The caller said he worked with Eternity Bank of America and that all the victim had to do to receive his winnings was to purchase two Green Dot cards to pay a one percent tax on the money, the report said. 

The caller stayed on the phone while the victim went to a CVS and purchased two cards, one for $450 and one for $500, the report said. The victim then gave the caller the number from the back of the cards. 

When the victim reported the incident to deputies, the caller’s phone number was no longer working. An internet search of the number showed it was listed in Kingston, Jamaica. 
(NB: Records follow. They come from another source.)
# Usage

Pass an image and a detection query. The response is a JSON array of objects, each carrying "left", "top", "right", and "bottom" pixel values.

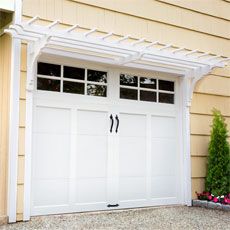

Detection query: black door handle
[
  {"left": 107, "top": 204, "right": 119, "bottom": 208},
  {"left": 109, "top": 114, "right": 113, "bottom": 133},
  {"left": 115, "top": 115, "right": 120, "bottom": 133}
]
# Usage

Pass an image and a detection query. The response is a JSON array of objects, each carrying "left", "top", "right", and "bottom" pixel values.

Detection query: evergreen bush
[{"left": 205, "top": 109, "right": 230, "bottom": 196}]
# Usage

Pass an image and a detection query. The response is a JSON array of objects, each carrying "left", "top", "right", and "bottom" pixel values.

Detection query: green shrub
[{"left": 205, "top": 110, "right": 230, "bottom": 196}]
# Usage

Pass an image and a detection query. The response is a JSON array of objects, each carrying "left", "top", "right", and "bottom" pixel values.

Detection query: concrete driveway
[{"left": 0, "top": 206, "right": 230, "bottom": 230}]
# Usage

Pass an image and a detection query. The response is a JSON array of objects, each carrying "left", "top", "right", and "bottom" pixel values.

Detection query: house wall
[
  {"left": 0, "top": 34, "right": 11, "bottom": 225},
  {"left": 190, "top": 66, "right": 230, "bottom": 198},
  {"left": 8, "top": 0, "right": 230, "bottom": 220}
]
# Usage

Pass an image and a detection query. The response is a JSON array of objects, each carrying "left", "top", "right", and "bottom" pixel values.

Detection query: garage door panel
[
  {"left": 76, "top": 135, "right": 108, "bottom": 177},
  {"left": 33, "top": 179, "right": 69, "bottom": 207},
  {"left": 75, "top": 178, "right": 107, "bottom": 204},
  {"left": 151, "top": 176, "right": 177, "bottom": 198},
  {"left": 33, "top": 134, "right": 70, "bottom": 178},
  {"left": 34, "top": 106, "right": 70, "bottom": 134},
  {"left": 151, "top": 138, "right": 178, "bottom": 176},
  {"left": 77, "top": 110, "right": 109, "bottom": 135},
  {"left": 119, "top": 177, "right": 146, "bottom": 201},
  {"left": 119, "top": 113, "right": 146, "bottom": 137},
  {"left": 151, "top": 116, "right": 176, "bottom": 138},
  {"left": 119, "top": 137, "right": 146, "bottom": 177}
]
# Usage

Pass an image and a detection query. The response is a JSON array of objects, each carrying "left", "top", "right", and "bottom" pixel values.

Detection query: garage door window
[
  {"left": 120, "top": 74, "right": 175, "bottom": 104},
  {"left": 37, "top": 62, "right": 107, "bottom": 97}
]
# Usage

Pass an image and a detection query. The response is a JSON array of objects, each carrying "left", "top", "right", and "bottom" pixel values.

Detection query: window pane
[
  {"left": 120, "top": 88, "right": 137, "bottom": 100},
  {"left": 140, "top": 90, "right": 157, "bottom": 101},
  {"left": 159, "top": 80, "right": 174, "bottom": 91},
  {"left": 38, "top": 62, "right": 61, "bottom": 77},
  {"left": 120, "top": 74, "right": 138, "bottom": 86},
  {"left": 64, "top": 66, "right": 85, "bottom": 80},
  {"left": 140, "top": 77, "right": 156, "bottom": 89},
  {"left": 37, "top": 78, "right": 60, "bottom": 91},
  {"left": 63, "top": 81, "right": 85, "bottom": 94},
  {"left": 159, "top": 93, "right": 174, "bottom": 104},
  {"left": 87, "top": 84, "right": 107, "bottom": 97},
  {"left": 87, "top": 69, "right": 107, "bottom": 83}
]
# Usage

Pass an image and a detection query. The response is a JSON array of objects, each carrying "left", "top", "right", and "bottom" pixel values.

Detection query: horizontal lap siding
[
  {"left": 23, "top": 0, "right": 230, "bottom": 56},
  {"left": 18, "top": 0, "right": 230, "bottom": 208},
  {"left": 190, "top": 67, "right": 230, "bottom": 198},
  {"left": 0, "top": 35, "right": 11, "bottom": 225},
  {"left": 17, "top": 44, "right": 27, "bottom": 221}
]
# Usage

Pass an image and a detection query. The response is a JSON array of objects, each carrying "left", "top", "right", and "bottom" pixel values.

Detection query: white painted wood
[
  {"left": 23, "top": 44, "right": 35, "bottom": 221},
  {"left": 7, "top": 38, "right": 21, "bottom": 223},
  {"left": 31, "top": 61, "right": 183, "bottom": 215}
]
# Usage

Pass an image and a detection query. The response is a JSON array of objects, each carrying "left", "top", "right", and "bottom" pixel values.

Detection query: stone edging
[{"left": 192, "top": 200, "right": 230, "bottom": 211}]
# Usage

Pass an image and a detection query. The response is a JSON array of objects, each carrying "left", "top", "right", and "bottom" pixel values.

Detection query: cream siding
[
  {"left": 17, "top": 44, "right": 27, "bottom": 221},
  {"left": 23, "top": 0, "right": 230, "bottom": 56},
  {"left": 4, "top": 0, "right": 227, "bottom": 220},
  {"left": 191, "top": 67, "right": 230, "bottom": 198},
  {"left": 0, "top": 35, "right": 11, "bottom": 225}
]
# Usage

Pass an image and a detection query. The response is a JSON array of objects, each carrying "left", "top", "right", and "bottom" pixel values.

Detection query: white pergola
[
  {"left": 5, "top": 16, "right": 229, "bottom": 222},
  {"left": 5, "top": 16, "right": 229, "bottom": 101}
]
“Residents are reminded to not give their personal information, including bank accounts, social security numbers, credit card numbers, and other information to anyone who solicits the information,” Sheriff Barry Faile said in the press release. “If someone calls and tells you that you have won a sweepstakes or another reward, it is probably a scam. 

“In other words, if it sounds too good to be true, it probably is.”

Anyone who receives a call of this nature or any other scam should report it immediately to their local law enforcement agency. 

Residents who live in the city of Lancaster should call the Lancaster Police Department at (803) 283-1171, (803) 283-3313, or the LPD’s anonymous tip hotline at (803) 289-6040, while all other residents should contact the  Lancaster County Sheriff’s Office’s non-emergency line at (803) 283-4136.

Common telemarketing fraud schemes

The following are some of the most common scams that the FBI investigates and tips to help prevent you from being victimized. When you send money to people you do not know personally or give personal or financial information to unknown callers, you increase your chances of becoming a victim of telemarketing fraud. Here are some warning signs of telemarketing fraud – what a caller may tell you:

– “You must act ‘now’ or the offer won’t be good.”

– “You’ve won a ‘free’ gift, vacation, or prize.” But you have to pay for “postage and handling” or other charges.

– “You must send money, give a credit card or bank account number, or have a check picked up by courier.” You may hear this before you have had a chance to consider the offer carefully.

– “You don’t need to check out the company with anyone.” The callers say you do not need to speak to anyone including your family, lawyer, accountant, local Better Business Bureau, or consumer protection agency.

– “You don’t need any written information about their company or their references.”

– “You can’t afford to miss this ‘high-profit, no-risk’ offer.”

If you hear these or similar “lines” from a telephone salesperson, just say “no thank you” and hang up the telephone.